Collection is also the supertype of List, Queue, Deque, and others, so it gives you more options. For example, I try to use Collection as a parameter to library methods that shouldn't explicitly depend on a certain type of collection.
Generally, you should use the right tool for the job. If you don't want duplicates, use Set (or SortedSet if you want ordering, or LinkedHashSet if you want to maintain insertion order). If you want to allow duplicates, use List, and so on.
I think you already have it figured out- use a Set when you want to specifically exclude duplicates. Collection is generally the lowest common denominator, and it's useful to specify APIs that accept/return this, which leaves you room to change details later on if needed. However if the details of your application require unique entries, use Set to enforce this.
Also worth considering is whether order is important to you; if it is, use List, or LinkedHashSet if you care about order and uniqueness.
See Java's Collection tutorial for a good walk-through of Collection usage. In particular, check out the class hierarchy.
As #mmyers states, Collection includes Set, as well as List.

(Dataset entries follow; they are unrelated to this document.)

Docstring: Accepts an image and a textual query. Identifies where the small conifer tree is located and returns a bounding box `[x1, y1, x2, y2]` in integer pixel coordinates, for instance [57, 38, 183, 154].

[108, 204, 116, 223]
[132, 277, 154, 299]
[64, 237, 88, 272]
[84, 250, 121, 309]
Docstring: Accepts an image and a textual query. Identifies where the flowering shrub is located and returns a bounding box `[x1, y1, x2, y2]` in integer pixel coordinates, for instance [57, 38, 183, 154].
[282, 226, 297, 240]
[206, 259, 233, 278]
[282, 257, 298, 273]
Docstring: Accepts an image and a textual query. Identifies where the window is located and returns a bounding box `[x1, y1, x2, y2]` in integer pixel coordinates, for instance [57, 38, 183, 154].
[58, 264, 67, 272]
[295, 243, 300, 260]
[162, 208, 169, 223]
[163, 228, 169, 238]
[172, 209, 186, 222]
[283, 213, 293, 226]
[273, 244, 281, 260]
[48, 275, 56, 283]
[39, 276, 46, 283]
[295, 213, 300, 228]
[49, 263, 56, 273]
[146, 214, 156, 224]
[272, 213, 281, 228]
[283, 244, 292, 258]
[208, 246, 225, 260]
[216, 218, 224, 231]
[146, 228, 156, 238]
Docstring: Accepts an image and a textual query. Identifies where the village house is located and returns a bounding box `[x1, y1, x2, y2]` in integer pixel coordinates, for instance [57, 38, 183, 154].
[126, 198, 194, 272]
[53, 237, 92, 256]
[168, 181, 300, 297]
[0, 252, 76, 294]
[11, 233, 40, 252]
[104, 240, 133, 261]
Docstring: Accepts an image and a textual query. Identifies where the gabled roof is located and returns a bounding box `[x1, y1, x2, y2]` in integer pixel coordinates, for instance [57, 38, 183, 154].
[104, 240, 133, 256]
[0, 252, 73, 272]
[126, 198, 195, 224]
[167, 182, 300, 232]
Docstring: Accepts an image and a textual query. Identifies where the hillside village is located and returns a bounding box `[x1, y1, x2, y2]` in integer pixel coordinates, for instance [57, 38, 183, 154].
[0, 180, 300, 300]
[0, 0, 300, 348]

When you declare something as a Set, rather than a Collection, you are saying that the variable cannot be a List or a Map. It will always be a Collection, though. So, any function that accepts a Collection will accept a Set, but a function that accepts a Set cannot take a Collection (unless you cast it to a Set).
One other thing to consider... Sets have extra overhead in time, memory, and coding in order to guarantee that there are no duplicates. (Time and memory because sets are usually backed by a HashMap or a Tree, which adds overhead over a list or an array. Coding because you have to implement the hashCode() and equals() methods.)
I usually use sets when I need a fast implementation of contains() and use Collection or List otherwise, even if the collection shouldn't have duplicates.
You should use a Set when that is what you want.
For example, a List without any order or duplicates. Methods like contains are quite useful.
A collection is much more generic. I believe that what mmyers wrote on their usage says it all.
The practical difference is that Set enforces the set logic, i.e. no duplicates and unordered, while Collection does not. So if you need a Collection and you have no particular requirement for avoiding duplicates then use a Collection. If you have the requirement for Set then use Set. Generally use the highest interface possibble.
As Collection is a super type of Set and SortedSet these can be passed to a method which expects a Collection. Collection just means it may or may not be sorted, order or allow duplicates.